# Hacked again.

## Lisataylor7

Hello,

I have tried to post questions on a forum before, and when i press send, it never goes through so i will send a little and then continue when I know this will work. In 2015, after my ex had his company in the telecommunications industry for a few years, things turned bad and we went to war. They spent a lot of money to destroy every account i had online and sent DDOS attacks to any phone or computer that i touched. They got into 3 networks where i stayed during that time. I went without a phone for a year because i got so sick of it. 

I am a freelancer so working has been an issue. I ended up losing everything and my ex got 15 years TDC. My boyfriend of 2 years has an ex a lot like mine and she has been hacking our phones the entire time. She shows up where we go about 5 min after us every time and she makes it clear that she is involved.
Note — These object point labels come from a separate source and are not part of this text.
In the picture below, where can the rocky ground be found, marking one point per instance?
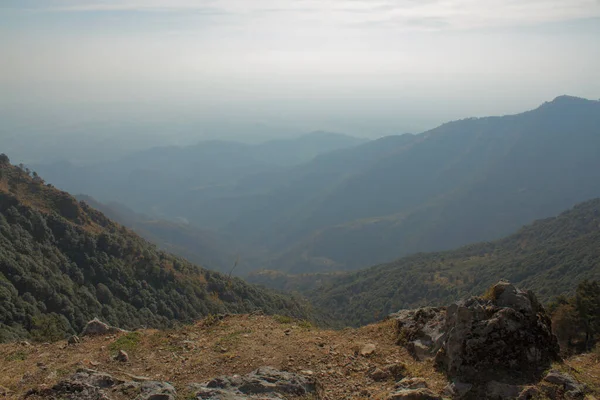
(363, 363)
(413, 355)
(235, 345)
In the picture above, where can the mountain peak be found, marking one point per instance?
(569, 100)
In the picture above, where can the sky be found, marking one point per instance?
(183, 69)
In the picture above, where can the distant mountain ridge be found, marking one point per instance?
(63, 263)
(551, 256)
(462, 182)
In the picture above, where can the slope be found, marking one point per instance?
(62, 263)
(550, 256)
(203, 247)
(466, 181)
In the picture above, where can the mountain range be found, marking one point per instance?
(62, 263)
(360, 203)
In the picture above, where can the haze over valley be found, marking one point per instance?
(300, 199)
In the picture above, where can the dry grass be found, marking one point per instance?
(238, 345)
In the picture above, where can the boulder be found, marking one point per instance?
(367, 349)
(572, 388)
(264, 383)
(122, 356)
(457, 390)
(379, 375)
(97, 327)
(420, 330)
(74, 339)
(413, 394)
(507, 333)
(501, 391)
(87, 384)
(412, 383)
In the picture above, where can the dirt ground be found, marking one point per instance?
(236, 345)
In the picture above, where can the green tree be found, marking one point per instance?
(587, 303)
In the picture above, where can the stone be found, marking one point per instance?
(413, 394)
(506, 333)
(74, 339)
(265, 383)
(529, 393)
(570, 385)
(367, 350)
(87, 384)
(421, 330)
(412, 383)
(397, 370)
(379, 375)
(500, 391)
(152, 390)
(457, 390)
(122, 356)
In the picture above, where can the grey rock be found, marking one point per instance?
(421, 330)
(97, 327)
(501, 391)
(379, 375)
(368, 349)
(571, 386)
(87, 384)
(412, 383)
(122, 356)
(457, 390)
(265, 383)
(413, 394)
(506, 334)
(151, 390)
(529, 393)
(74, 339)
(396, 370)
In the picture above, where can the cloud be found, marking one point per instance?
(405, 14)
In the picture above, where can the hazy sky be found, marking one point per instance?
(368, 67)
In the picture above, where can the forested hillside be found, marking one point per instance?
(550, 256)
(63, 263)
(360, 204)
(209, 249)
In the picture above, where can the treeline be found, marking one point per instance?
(550, 257)
(63, 263)
(576, 319)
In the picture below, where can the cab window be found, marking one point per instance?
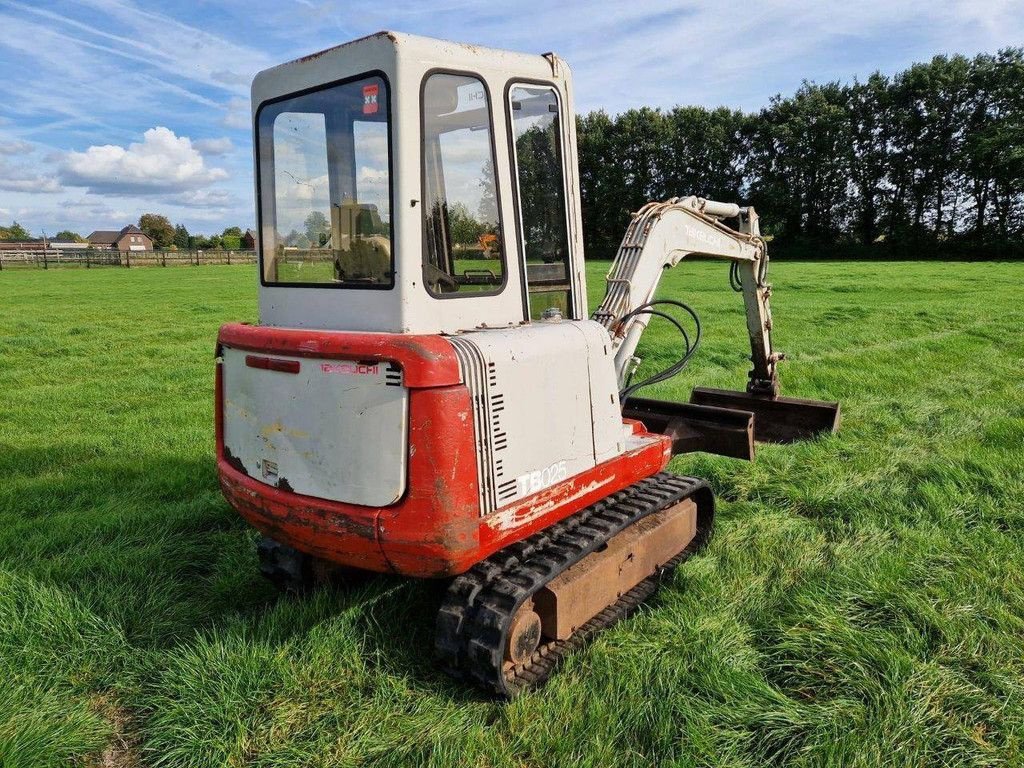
(463, 248)
(325, 187)
(541, 198)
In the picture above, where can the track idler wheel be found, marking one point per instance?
(524, 635)
(508, 622)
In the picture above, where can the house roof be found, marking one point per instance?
(103, 237)
(109, 237)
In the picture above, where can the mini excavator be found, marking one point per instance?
(425, 393)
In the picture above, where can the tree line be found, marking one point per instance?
(164, 235)
(929, 162)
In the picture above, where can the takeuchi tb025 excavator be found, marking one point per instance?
(425, 393)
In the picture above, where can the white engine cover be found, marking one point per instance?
(336, 429)
(546, 404)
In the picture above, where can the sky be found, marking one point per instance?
(110, 109)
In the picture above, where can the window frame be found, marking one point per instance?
(423, 183)
(514, 165)
(390, 181)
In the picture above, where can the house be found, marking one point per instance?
(128, 239)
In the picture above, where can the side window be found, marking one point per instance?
(325, 192)
(463, 248)
(541, 188)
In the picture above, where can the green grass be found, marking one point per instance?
(861, 603)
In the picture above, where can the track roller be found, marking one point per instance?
(508, 622)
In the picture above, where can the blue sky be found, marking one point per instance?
(110, 109)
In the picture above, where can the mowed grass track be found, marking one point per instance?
(861, 602)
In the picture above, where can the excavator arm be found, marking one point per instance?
(659, 236)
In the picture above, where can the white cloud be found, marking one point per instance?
(202, 199)
(15, 147)
(214, 146)
(237, 114)
(161, 163)
(20, 178)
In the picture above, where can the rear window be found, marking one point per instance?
(463, 248)
(325, 186)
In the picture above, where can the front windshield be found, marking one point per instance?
(325, 187)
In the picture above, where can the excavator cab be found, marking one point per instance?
(425, 392)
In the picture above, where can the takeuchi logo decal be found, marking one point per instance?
(351, 369)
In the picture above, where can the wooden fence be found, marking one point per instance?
(88, 259)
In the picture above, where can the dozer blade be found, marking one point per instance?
(775, 419)
(725, 431)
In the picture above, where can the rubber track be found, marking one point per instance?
(473, 621)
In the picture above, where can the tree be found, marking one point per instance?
(15, 231)
(230, 239)
(181, 239)
(316, 227)
(159, 229)
(465, 229)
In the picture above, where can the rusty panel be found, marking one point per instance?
(573, 597)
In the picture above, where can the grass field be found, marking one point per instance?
(861, 602)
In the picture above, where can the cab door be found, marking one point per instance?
(539, 173)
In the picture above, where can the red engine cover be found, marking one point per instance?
(435, 529)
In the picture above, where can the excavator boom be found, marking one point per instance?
(659, 236)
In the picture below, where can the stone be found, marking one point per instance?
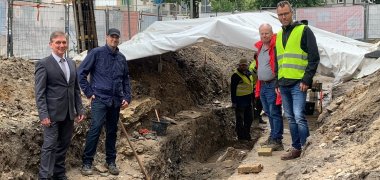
(139, 149)
(189, 114)
(104, 174)
(250, 168)
(332, 107)
(171, 120)
(337, 129)
(335, 139)
(264, 151)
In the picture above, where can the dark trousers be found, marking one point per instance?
(258, 107)
(101, 115)
(57, 139)
(243, 122)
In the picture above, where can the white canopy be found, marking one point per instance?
(341, 57)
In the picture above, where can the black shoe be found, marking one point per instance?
(112, 169)
(86, 170)
(261, 121)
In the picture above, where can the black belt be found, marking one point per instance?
(268, 82)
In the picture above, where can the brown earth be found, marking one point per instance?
(181, 84)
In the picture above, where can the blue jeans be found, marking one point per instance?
(101, 115)
(294, 100)
(244, 120)
(273, 111)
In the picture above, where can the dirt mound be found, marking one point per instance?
(189, 79)
(346, 146)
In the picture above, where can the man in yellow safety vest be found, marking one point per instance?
(297, 61)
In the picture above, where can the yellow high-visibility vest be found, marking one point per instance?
(246, 87)
(292, 60)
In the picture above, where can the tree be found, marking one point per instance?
(295, 3)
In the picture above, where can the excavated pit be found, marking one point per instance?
(190, 86)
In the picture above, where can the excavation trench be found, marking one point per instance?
(191, 81)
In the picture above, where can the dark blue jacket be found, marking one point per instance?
(109, 80)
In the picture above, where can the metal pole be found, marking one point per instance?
(158, 11)
(366, 24)
(10, 30)
(191, 9)
(129, 21)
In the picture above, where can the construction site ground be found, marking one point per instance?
(191, 87)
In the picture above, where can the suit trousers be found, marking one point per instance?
(57, 139)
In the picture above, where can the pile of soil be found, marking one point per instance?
(189, 79)
(346, 146)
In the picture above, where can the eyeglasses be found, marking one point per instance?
(60, 42)
(283, 14)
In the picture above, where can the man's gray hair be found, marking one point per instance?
(283, 4)
(55, 34)
(268, 25)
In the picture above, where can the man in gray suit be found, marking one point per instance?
(58, 101)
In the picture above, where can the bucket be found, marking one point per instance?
(160, 127)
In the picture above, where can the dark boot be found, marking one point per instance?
(276, 145)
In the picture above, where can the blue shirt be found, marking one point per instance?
(109, 80)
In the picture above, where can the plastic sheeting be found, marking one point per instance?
(341, 57)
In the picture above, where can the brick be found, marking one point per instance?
(250, 168)
(264, 151)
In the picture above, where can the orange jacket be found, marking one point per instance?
(272, 62)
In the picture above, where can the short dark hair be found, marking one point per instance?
(55, 34)
(283, 4)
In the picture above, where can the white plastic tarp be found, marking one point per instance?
(341, 57)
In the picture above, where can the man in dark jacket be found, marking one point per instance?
(109, 90)
(297, 61)
(241, 97)
(266, 85)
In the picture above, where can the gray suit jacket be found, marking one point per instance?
(55, 97)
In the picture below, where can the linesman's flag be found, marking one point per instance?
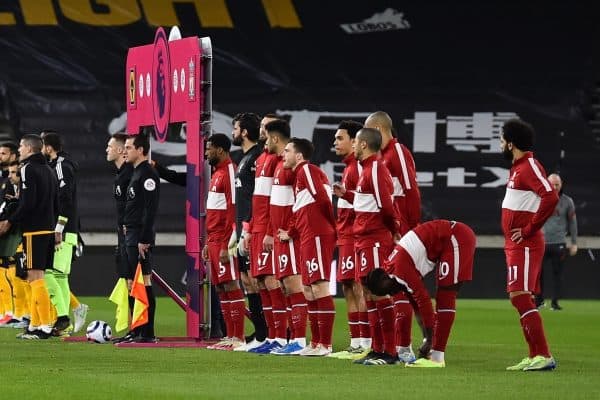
(138, 292)
(119, 297)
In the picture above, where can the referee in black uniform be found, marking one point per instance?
(115, 153)
(37, 215)
(138, 224)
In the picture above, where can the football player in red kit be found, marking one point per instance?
(376, 223)
(286, 253)
(358, 321)
(313, 225)
(220, 226)
(447, 245)
(529, 201)
(407, 200)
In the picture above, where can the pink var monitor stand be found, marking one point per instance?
(171, 82)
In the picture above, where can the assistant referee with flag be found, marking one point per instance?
(37, 215)
(138, 226)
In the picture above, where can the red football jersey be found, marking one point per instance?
(282, 198)
(529, 201)
(265, 168)
(220, 204)
(407, 198)
(375, 218)
(345, 209)
(312, 210)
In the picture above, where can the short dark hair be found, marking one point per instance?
(141, 140)
(279, 126)
(120, 137)
(13, 148)
(372, 137)
(303, 146)
(45, 132)
(53, 140)
(34, 141)
(251, 123)
(352, 127)
(519, 133)
(220, 140)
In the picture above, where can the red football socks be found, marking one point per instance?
(445, 307)
(404, 314)
(387, 321)
(531, 323)
(267, 312)
(326, 317)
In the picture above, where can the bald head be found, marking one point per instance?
(381, 121)
(555, 181)
(368, 142)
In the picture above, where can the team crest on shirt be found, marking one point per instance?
(149, 184)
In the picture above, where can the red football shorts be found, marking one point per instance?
(286, 255)
(524, 265)
(346, 263)
(456, 262)
(261, 262)
(316, 256)
(369, 258)
(221, 273)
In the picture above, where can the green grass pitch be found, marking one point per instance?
(486, 338)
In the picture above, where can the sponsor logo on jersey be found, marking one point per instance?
(149, 184)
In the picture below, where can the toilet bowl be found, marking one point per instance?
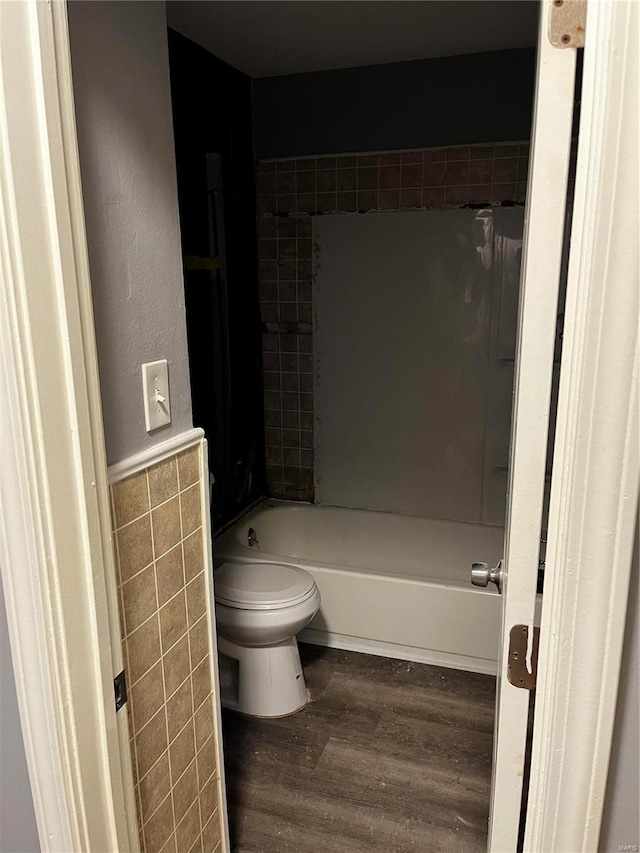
(260, 607)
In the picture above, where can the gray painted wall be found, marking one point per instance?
(482, 97)
(125, 134)
(18, 830)
(621, 823)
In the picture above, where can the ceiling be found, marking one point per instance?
(274, 37)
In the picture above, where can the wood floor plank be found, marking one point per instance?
(388, 756)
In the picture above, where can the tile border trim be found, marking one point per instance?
(152, 455)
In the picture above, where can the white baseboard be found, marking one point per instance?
(389, 650)
(154, 454)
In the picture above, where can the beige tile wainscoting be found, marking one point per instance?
(290, 192)
(160, 546)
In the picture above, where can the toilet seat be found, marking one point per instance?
(262, 586)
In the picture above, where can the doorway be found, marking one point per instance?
(335, 222)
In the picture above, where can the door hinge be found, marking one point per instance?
(567, 23)
(517, 671)
(120, 689)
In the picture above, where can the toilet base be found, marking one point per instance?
(263, 681)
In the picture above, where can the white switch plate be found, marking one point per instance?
(155, 387)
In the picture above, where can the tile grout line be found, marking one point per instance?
(192, 721)
(164, 685)
(151, 509)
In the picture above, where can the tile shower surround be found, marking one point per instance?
(159, 538)
(290, 192)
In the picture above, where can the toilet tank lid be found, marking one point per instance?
(261, 585)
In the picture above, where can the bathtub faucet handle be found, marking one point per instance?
(482, 575)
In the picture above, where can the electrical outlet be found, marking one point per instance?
(155, 387)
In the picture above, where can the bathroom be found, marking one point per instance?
(351, 282)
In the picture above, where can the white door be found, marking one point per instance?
(543, 237)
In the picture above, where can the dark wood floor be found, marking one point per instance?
(388, 756)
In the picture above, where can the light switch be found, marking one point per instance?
(155, 387)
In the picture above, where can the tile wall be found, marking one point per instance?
(290, 192)
(160, 548)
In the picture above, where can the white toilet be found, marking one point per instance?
(260, 607)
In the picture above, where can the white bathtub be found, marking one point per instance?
(391, 585)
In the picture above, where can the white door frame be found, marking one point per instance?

Anyway, I was looking earlier and my boyfriend has a T-Mobile phone with service and so do i but not on the same plan, then i have a tablet and he has another phone that he uses on wifi. well, it turns out that his 2 phones that are not connected and my tablet all have the same IP address. II'm assuming that its the network they are using to hack us with? i did a trace and it came back with a lot of new IP addresses. None of which are T-Mobile. Can i use these IP addresses to find who is doing this?

----------

## Lisataylor7

Wow, it finally worked! Thank you in advance for your responses. I have a lot of info if anyone is able to help me and I went to the FBI a long time ago and they said that my case would be eligible but they only had 2 agents that worked on local issues. Everyone has to concentrate on the problems with other countries.

----------